Bogotá’s 114 universities have a current total student population of about a half-million and are launching into the world (and, specifically, the Bogotá economy) 100,000 graduates annually.
And that rate of matriculation is expected to continue for years to come.
Do these new grads want to move back in with mom and dad? Nah… like those youngsters I observed in Ireland two decades ago, they’ve tasted independence.
Fortunately, Colombia’s economy is growing right alongside them, providing job opportunities… making it possible for this generation of Colombians to transition from university to the work force… and afford digs of their own.
Translating into a new sweet spot for local developers.
Bogotá is both a university town and the economic engine of the country. More than 1,800 international companies are based in this city whose metro area holds a population of more than 10 million, which is more than 20% of the country’s total population.
This is a big, bustling metropolis that may not make sense for the expat retiree but that certainly holds opportunity for the foreign real estate investor.
Property values in Bogotá have appreciated 7% to as much as 18% per year over the last decade… which might suggest that you’ve missed the chance to get into this market early.

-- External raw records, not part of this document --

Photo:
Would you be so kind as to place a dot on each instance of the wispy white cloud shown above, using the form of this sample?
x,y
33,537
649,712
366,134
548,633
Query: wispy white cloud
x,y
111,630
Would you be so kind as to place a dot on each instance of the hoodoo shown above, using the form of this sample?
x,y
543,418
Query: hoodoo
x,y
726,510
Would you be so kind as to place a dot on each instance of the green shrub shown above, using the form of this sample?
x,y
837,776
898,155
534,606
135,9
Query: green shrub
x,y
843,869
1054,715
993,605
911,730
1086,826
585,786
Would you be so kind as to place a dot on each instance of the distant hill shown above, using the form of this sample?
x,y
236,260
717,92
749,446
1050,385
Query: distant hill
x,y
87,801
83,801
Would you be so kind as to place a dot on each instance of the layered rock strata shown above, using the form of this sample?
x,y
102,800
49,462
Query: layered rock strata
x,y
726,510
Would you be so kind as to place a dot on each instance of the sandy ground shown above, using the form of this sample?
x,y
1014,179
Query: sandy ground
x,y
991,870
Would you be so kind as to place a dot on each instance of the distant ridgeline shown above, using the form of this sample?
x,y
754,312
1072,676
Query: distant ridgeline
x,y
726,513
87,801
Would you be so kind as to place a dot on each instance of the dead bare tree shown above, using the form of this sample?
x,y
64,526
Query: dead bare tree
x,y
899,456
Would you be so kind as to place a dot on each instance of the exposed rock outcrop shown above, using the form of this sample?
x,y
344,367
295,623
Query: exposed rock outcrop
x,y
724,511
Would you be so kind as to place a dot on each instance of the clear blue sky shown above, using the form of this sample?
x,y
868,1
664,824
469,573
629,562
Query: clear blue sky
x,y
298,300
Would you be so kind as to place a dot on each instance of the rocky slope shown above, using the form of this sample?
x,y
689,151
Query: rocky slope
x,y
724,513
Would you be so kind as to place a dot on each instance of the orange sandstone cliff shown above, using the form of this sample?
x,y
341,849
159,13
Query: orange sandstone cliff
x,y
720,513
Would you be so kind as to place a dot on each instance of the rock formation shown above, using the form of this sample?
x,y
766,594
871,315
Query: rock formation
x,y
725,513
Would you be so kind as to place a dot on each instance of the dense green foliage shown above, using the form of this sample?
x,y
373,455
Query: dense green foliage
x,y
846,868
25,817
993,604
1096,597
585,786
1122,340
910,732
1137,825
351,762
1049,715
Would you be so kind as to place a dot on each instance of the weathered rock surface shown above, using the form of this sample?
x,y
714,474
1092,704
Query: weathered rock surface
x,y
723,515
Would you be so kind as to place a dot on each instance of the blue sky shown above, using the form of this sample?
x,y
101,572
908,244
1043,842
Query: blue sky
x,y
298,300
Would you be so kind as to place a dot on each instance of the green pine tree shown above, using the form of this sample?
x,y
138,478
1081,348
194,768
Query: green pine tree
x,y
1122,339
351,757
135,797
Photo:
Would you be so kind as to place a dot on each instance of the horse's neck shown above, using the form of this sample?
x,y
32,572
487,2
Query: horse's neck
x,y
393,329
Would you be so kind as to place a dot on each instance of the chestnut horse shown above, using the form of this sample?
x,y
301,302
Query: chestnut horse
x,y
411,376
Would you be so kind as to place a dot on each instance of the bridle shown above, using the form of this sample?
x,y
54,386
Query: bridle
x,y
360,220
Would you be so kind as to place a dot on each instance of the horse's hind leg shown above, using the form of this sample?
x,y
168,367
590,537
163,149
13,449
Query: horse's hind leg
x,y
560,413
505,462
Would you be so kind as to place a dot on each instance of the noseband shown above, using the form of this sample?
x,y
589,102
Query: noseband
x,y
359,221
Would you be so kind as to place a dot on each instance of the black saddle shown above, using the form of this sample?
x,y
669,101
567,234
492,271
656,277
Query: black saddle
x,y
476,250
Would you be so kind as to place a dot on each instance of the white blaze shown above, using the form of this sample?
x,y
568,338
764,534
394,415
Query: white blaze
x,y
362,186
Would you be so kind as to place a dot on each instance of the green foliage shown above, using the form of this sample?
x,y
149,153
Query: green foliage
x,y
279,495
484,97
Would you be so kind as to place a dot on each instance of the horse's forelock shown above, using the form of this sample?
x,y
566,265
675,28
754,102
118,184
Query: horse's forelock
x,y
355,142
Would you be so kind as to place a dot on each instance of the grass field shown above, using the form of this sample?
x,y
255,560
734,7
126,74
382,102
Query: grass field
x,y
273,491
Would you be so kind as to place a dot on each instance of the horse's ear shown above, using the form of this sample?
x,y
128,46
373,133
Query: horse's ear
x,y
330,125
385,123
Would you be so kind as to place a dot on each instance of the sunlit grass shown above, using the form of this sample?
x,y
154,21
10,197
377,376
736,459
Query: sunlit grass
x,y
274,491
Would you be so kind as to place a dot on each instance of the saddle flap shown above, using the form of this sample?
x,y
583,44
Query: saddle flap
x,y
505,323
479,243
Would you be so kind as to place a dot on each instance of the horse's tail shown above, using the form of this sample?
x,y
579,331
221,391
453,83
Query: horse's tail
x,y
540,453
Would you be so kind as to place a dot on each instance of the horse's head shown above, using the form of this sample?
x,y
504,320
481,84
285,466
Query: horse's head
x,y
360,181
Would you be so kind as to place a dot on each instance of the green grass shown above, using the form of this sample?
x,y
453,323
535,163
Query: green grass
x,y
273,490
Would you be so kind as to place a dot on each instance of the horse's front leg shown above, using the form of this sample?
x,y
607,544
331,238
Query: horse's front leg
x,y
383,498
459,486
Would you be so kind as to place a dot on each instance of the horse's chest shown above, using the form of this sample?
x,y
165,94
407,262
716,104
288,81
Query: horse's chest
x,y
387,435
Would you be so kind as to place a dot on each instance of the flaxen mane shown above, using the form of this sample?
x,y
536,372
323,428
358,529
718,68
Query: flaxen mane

That could have been the case… if not for the current currency exchange rate between the Colombian peso and both the U.S. and the Canadian dollars.
Thanks to a super undervalued peso, you can get in on this market on still bona-fide bargain terms.
And the rate of property value appreciation isn’t expected to slow anytime soon, thanks to continually improving economic factors.
Where and in what, specifically, should you invest?
Bogotá is divided into 20 districts running north to south along a mountain valley. The poorer areas are in the south, the wealthier areas in the north. The middle-class neighborhoods are, well, in the middle.
One neighborhood in the middle that has my interest is Chapinero. You could buy an older apartment to renovate or something new pre-construction. Either way, you could then furnish and rent short term (if the building association allows short-term rentals) or skip the furniture and rent long term.